Chef Jeff’s plot: Chef Jeff’s arc was mainly a plot device to advance Dev’s professional life. Dev avoided signing up for 7 seasons of Clash of the Cupcakes, but instead, pitched an idea to join Jeff in traveling and eating, calling it BFF (Best Food Friends, a silly name, even Raven said it). From the beginning something was off with Jeff, but I couldn’t quite figure it out. When it was revealed he was a womanizer, both his and Dev’s professional life got into chaos. Well, those are the consequences for deciding to work with someone you don’t really know. Dev tried to minimize the damage on Raven’s show, but he will have to work hard later on.
Dev and Brian’s parents: Those episodes are always a delight. Seeing Dev’s father coping up with all the crap he puts his family through, the fact that he’s not religious and decides to go public. Brian’s father is dating two women, and after Brian’s advises, both of them break up with him. I enjoy those moments, it is pure gold.
Carol: Oh, my God, is everything okay? What happened? Did he have a heart attack?
Ramesh: No, he put an electric toothbrush in his butt.

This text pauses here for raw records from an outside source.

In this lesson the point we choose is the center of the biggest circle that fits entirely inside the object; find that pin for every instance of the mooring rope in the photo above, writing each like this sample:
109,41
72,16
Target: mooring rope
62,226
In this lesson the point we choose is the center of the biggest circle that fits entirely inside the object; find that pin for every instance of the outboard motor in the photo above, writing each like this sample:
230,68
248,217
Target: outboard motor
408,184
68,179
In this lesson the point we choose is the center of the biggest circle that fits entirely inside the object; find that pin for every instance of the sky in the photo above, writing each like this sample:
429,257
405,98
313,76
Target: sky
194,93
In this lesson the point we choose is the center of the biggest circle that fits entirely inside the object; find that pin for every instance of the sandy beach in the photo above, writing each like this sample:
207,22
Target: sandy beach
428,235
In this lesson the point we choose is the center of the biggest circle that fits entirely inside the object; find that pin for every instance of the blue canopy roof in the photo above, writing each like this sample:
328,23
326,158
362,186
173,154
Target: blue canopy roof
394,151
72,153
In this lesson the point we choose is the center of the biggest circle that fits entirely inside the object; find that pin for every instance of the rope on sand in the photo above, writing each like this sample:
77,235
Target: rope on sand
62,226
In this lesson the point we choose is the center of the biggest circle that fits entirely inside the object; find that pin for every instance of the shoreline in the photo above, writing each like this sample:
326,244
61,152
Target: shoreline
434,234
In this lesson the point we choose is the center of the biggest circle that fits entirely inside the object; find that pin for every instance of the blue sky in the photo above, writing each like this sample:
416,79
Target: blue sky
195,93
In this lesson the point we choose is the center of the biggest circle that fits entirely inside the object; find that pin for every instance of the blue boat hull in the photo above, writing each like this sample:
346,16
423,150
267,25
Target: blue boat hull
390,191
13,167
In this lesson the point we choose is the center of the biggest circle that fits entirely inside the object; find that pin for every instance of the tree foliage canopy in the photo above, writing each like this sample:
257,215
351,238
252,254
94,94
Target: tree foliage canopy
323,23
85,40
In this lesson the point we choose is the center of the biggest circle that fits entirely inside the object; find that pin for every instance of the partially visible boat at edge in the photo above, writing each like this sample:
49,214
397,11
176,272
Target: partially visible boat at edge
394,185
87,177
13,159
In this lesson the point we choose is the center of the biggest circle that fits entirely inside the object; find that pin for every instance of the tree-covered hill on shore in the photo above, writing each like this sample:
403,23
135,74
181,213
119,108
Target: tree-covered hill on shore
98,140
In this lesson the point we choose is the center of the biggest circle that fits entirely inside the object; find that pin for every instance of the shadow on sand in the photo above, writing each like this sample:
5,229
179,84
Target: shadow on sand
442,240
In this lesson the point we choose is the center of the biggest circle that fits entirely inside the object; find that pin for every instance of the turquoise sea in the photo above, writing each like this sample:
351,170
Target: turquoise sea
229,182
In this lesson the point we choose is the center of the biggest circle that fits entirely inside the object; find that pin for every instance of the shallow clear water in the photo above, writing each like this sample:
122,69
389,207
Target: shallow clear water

Carol: What? I didn’t even know he had an electric toothbrush.
Dev: Not really the surprising part of the story.
Carol: Who’s this?
Ramesh: This is my son. You want to really see the toothbrush? See that?
Dev: Damn! It is really up in there.
Carol: Is he supposed to be here?
Ramesh: Not really. Lot of things are ending up where they don’t belong today.
Well, even though this post was much longer than I usually write, I’ve actually skipped several more things I’ve wanted to discuss. I truly think this season was magic, and I hope next season will bring much more, with or without Francesca (with, please!).